Think of the type of person who would use that to introduce himself... seriously... and it just goes on and on...
"But this study wasn't going to come cheap, and I knew that without corporate backing, it was dead in the water. But when I get an idea in my head that keeps me up at night, I'm persistent. Politely pushy, you might call it. Those twenty-seven messages on your answering machine. They're all from me (sorry)."
"By way of profession, I'm a global branding expert. That is, it's been a lifelong mission (and passion) to figure out how consumers think ... If you look around, chances are you'll find my branding fingerprints all over your house or apartment ... As a branding expert and brand futurist (meaning that the sum of my globe-hopping experience gives me a helicopter view of probable future consumer and advertising trends) ..."
"I've been told more times than I can count that my appearance is as unconventional as what I do for a living ... My features [he has a baby face], my raked-back blond hair, and my habit of wearing all black give a lot of people the impression that I'm some kind of quirky child evangelist, or maybe some precocious, slightly wired high-school student who got lost on the way to the science lab and ended up in a corporate boardroom by mistake. I've gotten used to it over the years. I suppose you could say it has evolved into my brand."
I myself ignored the negative reviews bought the book anyways and paid for it with several hours of suffering through this book (there are very few books that I would describe as suffering). Please do not make the same mistake as me... here are some much better books...
Predictably Irrational, Revised and Expanded Edition: The Hidden Forces That Shape Our Decisions - a great book that covers a similar idea... basically we think we are rational people that make decisions based on logical thinking... but in reality there are several times when we don't make rational choices. The author brings up several real life situations that I'm sure we think about ourselves and does lots of experiments to test and understand our thinking.
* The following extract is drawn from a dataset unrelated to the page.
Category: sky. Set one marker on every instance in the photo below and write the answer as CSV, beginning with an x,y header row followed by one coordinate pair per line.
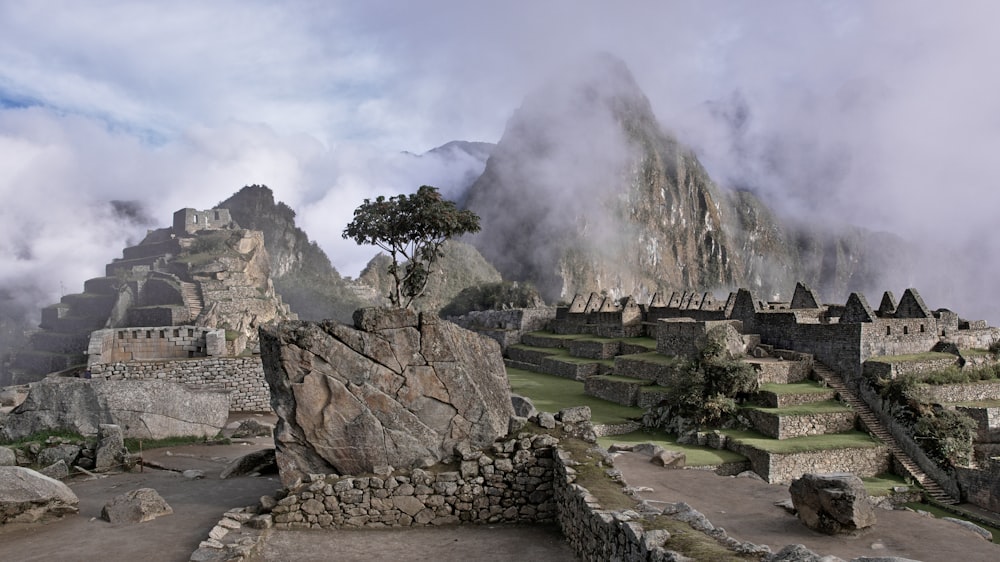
x,y
881,114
This author is not only intelligent (Columbia undergrad, PhD Cognitive Psychology at UNC Chapel Hill, PhD Business Duke, Professor at MIT and later Duke), but is a good writer (i.e. he can write nice, clean, concise sentences that get his ideas across) and his a bit of dry humor. I highly recommend this.
Brain Rules: 12 Principles for Surviving and Thriving at Work, Home, and School - an interesting book by Molecular Biology at University of Washington that talks about how the brain works. He does keep things pretty simply though... so anyone who as taken a Intro to Psychology course in college will bit of the information as commonplace (but there are a few interesting things in there). Also his writing seems to feel like he's doing a live college lecture more than a book (that's just me). I somewhat recommend this.
Freakonomics: A Rogue Economist Explores the Hidden Side of Everything (P.S.) The book that help start the entire genre. Very interesting. Highly recommend this one.